Linguistic sentence with null subject

A pro-sentence is a function word or expression that substitutes for a whole sentence whose content is recoverable from the context. A pro-sentence is a kind of pro-form and is therefore anaphoric.

==Overview==
In English, yes, no and okay are common pro-sentences. In response to the question "Does Mars have two moons?", the sentence "Yes" can be understood to abbreviate "Mars does have two moons."

Pro-sentences are sometimes seen as grammatical interjections, since they are capable of very limited syntactical relations. But they can also be classified as a distinct part of speech, given that (other) interjections have meanings of their own and are often described as expressions of feelings or emotions.

=== Yes and no ===

In some languages, the equivalents to yes and no may substitute not only a whole sentence, but also a part of it, either the subject and the verb, or the verb and a complement, and can also constitute a subordinate clause.

The Portuguese word sim (yes) gives a good example:

Q: Ela está em casa?
A: Acredito que sim. (literally, that yes)

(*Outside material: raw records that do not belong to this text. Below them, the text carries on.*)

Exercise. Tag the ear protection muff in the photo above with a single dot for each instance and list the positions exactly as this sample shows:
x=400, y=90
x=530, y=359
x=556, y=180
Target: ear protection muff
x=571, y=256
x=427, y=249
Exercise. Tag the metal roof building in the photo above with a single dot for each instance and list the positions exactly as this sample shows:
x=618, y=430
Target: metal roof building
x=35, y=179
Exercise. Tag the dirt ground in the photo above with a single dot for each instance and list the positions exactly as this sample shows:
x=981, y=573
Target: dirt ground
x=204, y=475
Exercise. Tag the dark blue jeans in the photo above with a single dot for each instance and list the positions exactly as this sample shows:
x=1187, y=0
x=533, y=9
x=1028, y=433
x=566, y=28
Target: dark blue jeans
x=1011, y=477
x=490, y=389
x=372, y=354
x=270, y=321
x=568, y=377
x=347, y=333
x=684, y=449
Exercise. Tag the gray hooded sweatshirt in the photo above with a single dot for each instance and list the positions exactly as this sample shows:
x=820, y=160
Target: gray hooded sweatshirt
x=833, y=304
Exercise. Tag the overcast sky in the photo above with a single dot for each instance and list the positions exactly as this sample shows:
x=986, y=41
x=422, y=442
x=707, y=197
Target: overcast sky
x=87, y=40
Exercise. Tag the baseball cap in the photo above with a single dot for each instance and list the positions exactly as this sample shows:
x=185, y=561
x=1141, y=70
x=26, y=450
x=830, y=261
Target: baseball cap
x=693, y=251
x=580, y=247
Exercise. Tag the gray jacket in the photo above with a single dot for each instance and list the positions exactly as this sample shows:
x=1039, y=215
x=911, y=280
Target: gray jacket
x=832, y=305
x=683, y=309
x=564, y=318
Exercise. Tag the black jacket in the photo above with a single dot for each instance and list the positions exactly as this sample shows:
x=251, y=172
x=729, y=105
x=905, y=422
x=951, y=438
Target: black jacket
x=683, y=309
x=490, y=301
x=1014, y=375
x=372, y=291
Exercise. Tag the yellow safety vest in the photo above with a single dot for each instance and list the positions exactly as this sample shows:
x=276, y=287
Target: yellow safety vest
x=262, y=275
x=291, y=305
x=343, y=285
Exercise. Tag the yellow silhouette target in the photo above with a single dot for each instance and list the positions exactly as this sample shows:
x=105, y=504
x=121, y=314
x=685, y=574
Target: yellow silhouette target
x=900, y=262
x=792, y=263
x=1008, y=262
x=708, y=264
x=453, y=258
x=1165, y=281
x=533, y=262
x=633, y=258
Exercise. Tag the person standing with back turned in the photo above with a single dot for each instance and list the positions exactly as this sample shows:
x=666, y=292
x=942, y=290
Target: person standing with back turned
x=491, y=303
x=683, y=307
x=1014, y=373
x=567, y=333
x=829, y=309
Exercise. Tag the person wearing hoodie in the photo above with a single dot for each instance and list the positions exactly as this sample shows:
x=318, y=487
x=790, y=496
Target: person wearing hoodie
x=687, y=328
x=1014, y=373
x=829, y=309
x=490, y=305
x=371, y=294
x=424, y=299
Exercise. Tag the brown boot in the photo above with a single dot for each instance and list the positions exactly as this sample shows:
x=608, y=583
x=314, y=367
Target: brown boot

Ela não saiu de casa, mas o John sim.
 (literally, John yes).

In some languages, such as English, yes rebuts a negative question, whereas no affirms it. However, in Japanese, the equivalents of no (iie, uun, (i)ya) rebut a negative question, whereas the equivalents of yes (hai, ee, un) affirm it.

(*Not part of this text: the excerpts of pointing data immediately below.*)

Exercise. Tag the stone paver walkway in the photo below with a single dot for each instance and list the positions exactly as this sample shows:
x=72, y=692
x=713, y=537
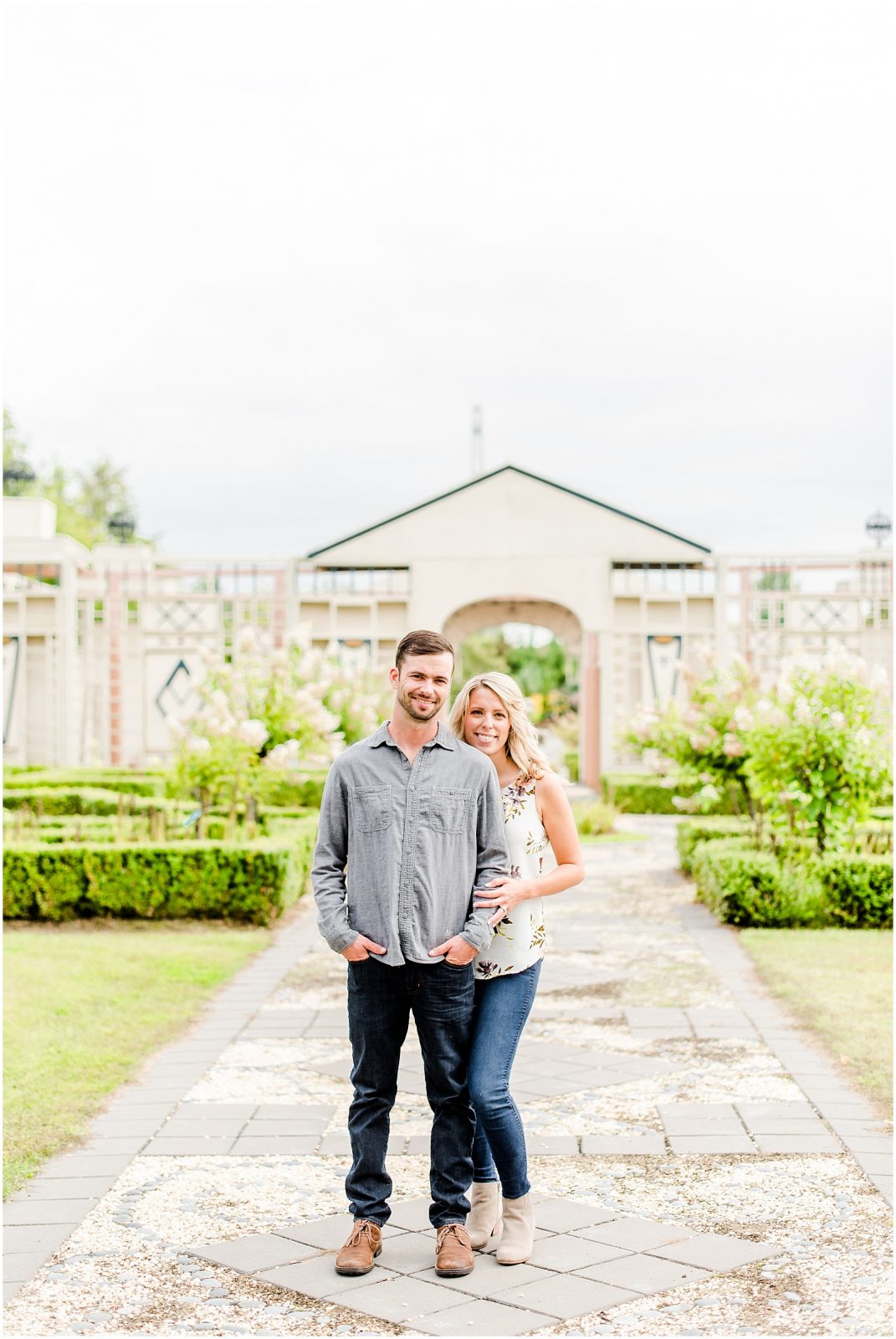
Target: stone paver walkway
x=699, y=1167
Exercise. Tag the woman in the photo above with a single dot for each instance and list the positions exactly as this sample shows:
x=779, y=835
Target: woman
x=545, y=857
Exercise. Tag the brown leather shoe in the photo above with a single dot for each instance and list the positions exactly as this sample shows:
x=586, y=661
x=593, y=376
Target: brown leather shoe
x=453, y=1251
x=362, y=1249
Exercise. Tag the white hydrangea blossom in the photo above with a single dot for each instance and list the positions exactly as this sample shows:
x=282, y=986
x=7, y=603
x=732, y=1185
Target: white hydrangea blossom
x=252, y=733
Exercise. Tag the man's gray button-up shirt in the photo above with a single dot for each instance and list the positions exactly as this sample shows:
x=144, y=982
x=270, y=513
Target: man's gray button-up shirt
x=401, y=848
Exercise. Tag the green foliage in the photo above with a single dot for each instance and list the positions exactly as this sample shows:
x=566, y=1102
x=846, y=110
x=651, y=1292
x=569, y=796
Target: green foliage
x=251, y=884
x=816, y=750
x=107, y=778
x=806, y=761
x=268, y=718
x=746, y=887
x=595, y=818
x=641, y=793
x=540, y=671
x=84, y=800
x=84, y=1010
x=690, y=834
x=86, y=500
x=305, y=792
x=702, y=741
x=749, y=887
x=860, y=890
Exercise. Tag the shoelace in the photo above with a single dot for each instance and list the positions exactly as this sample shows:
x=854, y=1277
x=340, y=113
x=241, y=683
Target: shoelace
x=362, y=1229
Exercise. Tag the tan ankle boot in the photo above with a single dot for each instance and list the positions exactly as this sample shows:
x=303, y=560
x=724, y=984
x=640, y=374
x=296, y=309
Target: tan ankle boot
x=519, y=1231
x=484, y=1218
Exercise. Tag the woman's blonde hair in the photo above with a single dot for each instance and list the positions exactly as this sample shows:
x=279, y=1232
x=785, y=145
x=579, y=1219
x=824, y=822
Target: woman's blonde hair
x=523, y=745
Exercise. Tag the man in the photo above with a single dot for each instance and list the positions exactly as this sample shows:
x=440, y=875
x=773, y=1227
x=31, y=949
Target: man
x=410, y=823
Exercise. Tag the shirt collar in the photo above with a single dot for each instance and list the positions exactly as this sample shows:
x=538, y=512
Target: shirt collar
x=445, y=740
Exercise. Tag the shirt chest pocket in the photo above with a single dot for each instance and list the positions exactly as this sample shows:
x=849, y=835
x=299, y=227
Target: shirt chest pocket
x=449, y=809
x=371, y=808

Q: わかりません でした か？ Wakarimasen deshita ka?
A: はい、 わかりません でした。 Hai, wakarimasen deshita. , literally

Some languages have a specific word that rebuts a negative question. German has doch, French has si, Norwegian has jo, Danish has jo, Swedish has jo, and Hungarian has de. The English words "yes" and "no" were originally only used to respond to negative questions, while "yea" and "nay" were the proper responses to affirmative questions; this distinction was lost at some time in Early Modern English.

Q: Bist du nicht müde?
A: Doch. Ich gehe bald schlafen.

== In philosophy ==
The prosentential theory of truth developed by Dorothy Grover, Nuel Belnap, and Joseph Camp, and defended more recently by Robert Brandom, holds that sentences like "p" is true and It is true that p should not be understood as ascribing properties to the sentence "p", but as a pro-sentence whose content is the same as that of "p." Brandom calls " . . .is true" a pro-sentence-forming operator.